ただ大量の野菜が出回って、どこで作った野菜とか聞かれるのは面倒くさいなぁ。
俺の屋敷のことはなるべく嗅ぎまわらせたくない。
ちょっと色を付けて口止めしておくか?
考えを巡らせていたアレンは口元から手を降ろすと、シリアに視線を向けて口を開く。
「……いや、最初だし。四割貰っていいよ。状況をみて、次からは二から三割になるかな?」
「そんな、いいのかい?」
「まぁ、何事も試してみないと分からないし。ただ、一つだけ」
「ん? 何だい?」
「んーどこから買ったのか秘密にしてくれる?」
「何かあるのかい?」
「……俺、大勢に詰め寄られて囲まれたりするのもあまり得意じゃないんだ」
「ハハ、商人が詰め寄るくらいに野菜があるっていうのかい?」
「んーどうだろ?」
「まぁー期待せずに待っておくさね」
「そうだね。そのくらいの感じでいこう」
「さて、ルーシーいつまで蹲っているんだい? 店を片付けるよ」
シリアはずっとうずくまったままのルーシーに視線を向けて声をかける。ルーシーは黙ったまま立ち上がってシリアを手伝い始めた。

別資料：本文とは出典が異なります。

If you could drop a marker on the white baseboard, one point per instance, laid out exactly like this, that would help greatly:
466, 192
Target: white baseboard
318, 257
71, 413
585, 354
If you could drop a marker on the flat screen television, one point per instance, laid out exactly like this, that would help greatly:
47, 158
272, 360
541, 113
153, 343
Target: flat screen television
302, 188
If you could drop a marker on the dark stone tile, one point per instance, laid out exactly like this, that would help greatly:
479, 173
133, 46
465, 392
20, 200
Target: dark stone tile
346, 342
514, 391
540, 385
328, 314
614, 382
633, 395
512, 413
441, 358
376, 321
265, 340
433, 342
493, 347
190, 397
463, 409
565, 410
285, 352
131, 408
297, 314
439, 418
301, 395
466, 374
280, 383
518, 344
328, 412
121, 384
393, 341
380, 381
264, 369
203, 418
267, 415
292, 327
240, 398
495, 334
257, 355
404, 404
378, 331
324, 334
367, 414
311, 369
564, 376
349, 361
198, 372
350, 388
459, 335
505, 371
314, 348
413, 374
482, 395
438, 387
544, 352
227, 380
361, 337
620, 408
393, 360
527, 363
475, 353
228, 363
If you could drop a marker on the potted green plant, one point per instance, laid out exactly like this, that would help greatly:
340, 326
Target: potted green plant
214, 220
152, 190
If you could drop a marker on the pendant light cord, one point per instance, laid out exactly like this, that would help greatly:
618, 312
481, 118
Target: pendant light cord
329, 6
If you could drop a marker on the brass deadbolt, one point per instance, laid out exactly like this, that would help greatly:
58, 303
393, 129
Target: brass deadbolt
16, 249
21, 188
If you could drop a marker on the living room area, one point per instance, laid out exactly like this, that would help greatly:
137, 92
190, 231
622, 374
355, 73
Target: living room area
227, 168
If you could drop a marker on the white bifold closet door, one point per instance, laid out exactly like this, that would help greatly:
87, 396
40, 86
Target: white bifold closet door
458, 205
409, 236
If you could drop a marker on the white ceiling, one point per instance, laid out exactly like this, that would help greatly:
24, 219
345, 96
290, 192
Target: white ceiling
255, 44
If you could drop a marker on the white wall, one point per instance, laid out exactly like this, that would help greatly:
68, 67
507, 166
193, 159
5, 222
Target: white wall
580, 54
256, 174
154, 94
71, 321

その様子を眺めていたアレンだったが、スッと立ち上がった。
「水、ありがとう。そろそろ、大丈夫そうだから……行こうかな。シリアさん、明後日の早朝に行くから」
アレンは木のコップをルーシーに手渡すと、その場を立ち去るのだった。そのアレンの後ろ姿をルーシーはポーッと見送っていた。
「……」
「何だい? 何だい? ルーシーはアレンのことが気になっているのかい?」
ニヤニヤと笑みを浮かべてシリアがルーシーに問いかけた。その問いかけにルーシーは少し赤くなった顔をブンブンと横に振った。
「そ、そ、そんなんじゃないよ」
「ふふ、助けてもらった王子様なんだろ?」
「な! な! な!」
「それで、どうなんだい?」
ルーシーとシリアの二人は店の片づけそっちのけで、しばらく娘と母親の恋バナに花が咲くのだった。